Because the original pager wasn't all too helpful, it was improved so that people could get more use out of it. When tone pagers came into existence in the 1970s, they were an improvement but nowhere near perfect. A tone pager would alert the user and then play a brief message from the caller. The issue that arose from this, was how costly it was to leave messages. Because of the expenses of the tone pager, the digital and alphanumeric pager were brought into market in the 1980s. Digital pagers weren't pricey, but they didn't have the ability to tell the user the reason for the call. With a digital pager, the user would receive a callback number but nothing else. This was the reason for the invention of the alphanumeric pager. These pagers could send and receive full text messages from the caller. The alphanumeric pager became the most popular pager because it eliminated the problem of costly voice messages, and the hassle of having to call back the sender.
Motorola made their own radio communication system in 1959. The first pager that they put out for the public was called the "Pageboy" and was released in 1974. The "Pageboy" couldn't store messages and didn't have a screen. This meant that owners of the product would be notified that a message was sent, but wouldn't know what the message said.
Canadian Al Gross (who is also the inventor of the "walkie talkie") patented his pager in 1949. However, his invention was not available to everybody. Al Gross's pager was almost strictly used by New York City's Jewish Hospital. It wouldn't become accessible by the public (approved by the FCC) until 1958, almost ten years later.
In 1921, the Detroit Police Department developed a pager-like device used by officers, military officials, and the government. Sadly, the department didn't patent their invention so they didn't get any credit for it.
Italian inventor Guglielmo Marconi, continued the progress of wireless communication.
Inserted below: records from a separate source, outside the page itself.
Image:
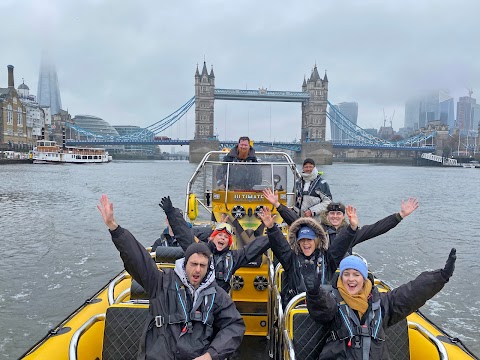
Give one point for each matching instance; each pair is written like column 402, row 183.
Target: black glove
column 166, row 204
column 447, row 271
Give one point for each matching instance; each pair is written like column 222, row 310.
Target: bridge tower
column 204, row 139
column 314, row 120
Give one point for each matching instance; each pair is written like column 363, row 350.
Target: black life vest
column 359, row 335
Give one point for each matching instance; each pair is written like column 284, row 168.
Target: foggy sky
column 134, row 62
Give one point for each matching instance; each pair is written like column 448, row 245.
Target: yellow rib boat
column 109, row 324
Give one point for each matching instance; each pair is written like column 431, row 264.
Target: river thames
column 57, row 252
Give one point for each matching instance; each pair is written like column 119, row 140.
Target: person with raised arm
column 190, row 316
column 306, row 257
column 358, row 314
column 333, row 219
column 226, row 260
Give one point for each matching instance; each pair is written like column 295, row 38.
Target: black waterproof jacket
column 241, row 177
column 227, row 261
column 362, row 234
column 395, row 306
column 218, row 330
column 323, row 263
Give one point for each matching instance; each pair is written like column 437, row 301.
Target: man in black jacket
column 190, row 316
column 241, row 176
column 226, row 261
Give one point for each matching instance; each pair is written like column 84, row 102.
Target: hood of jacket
column 325, row 221
column 315, row 226
column 206, row 282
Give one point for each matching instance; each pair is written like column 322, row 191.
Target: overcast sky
column 134, row 62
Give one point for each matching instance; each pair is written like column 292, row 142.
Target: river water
column 56, row 251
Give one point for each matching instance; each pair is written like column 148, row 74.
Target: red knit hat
column 230, row 237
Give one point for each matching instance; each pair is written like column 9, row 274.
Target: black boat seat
column 123, row 327
column 137, row 292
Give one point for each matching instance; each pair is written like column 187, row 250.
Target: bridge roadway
column 293, row 146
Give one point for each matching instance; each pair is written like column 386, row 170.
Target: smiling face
column 221, row 240
column 307, row 246
column 352, row 281
column 196, row 269
column 335, row 218
column 308, row 168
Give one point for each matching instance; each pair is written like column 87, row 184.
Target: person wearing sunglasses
column 333, row 219
column 306, row 256
column 358, row 314
column 226, row 260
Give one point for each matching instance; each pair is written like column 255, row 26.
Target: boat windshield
column 249, row 176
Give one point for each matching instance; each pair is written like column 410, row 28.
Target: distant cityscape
column 25, row 117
In 1899, Marconi sent a wireless signal across the English Channel and got the response of the letter “S” two years later, coming from England and going to Newfoundland. 1902 marked the year of the first working transatlantic wireless message.
The year 1866 was an important one in the history of the pager. During this year an American dentist named Mahlon Loomis proved the theory of “wireless telegraphy” by making one kite attached to a galvanometer move another kite that was miles away. His experiment only worked under certain conditions though, which led him to believe that these proven “waves” could only work in certain layers of the atmosphere.
Radio waves (that would one day help create the pager) were first thought up in the1860s by a Scotsman named James Clerk Maxwell. Another man also had the theory that electric current could be put out into space and create waves as light and heat do. His name was Heinrich Rudolph Hertz, and was also a physicist, only originating from Germany where as Maxwell came from Scotland.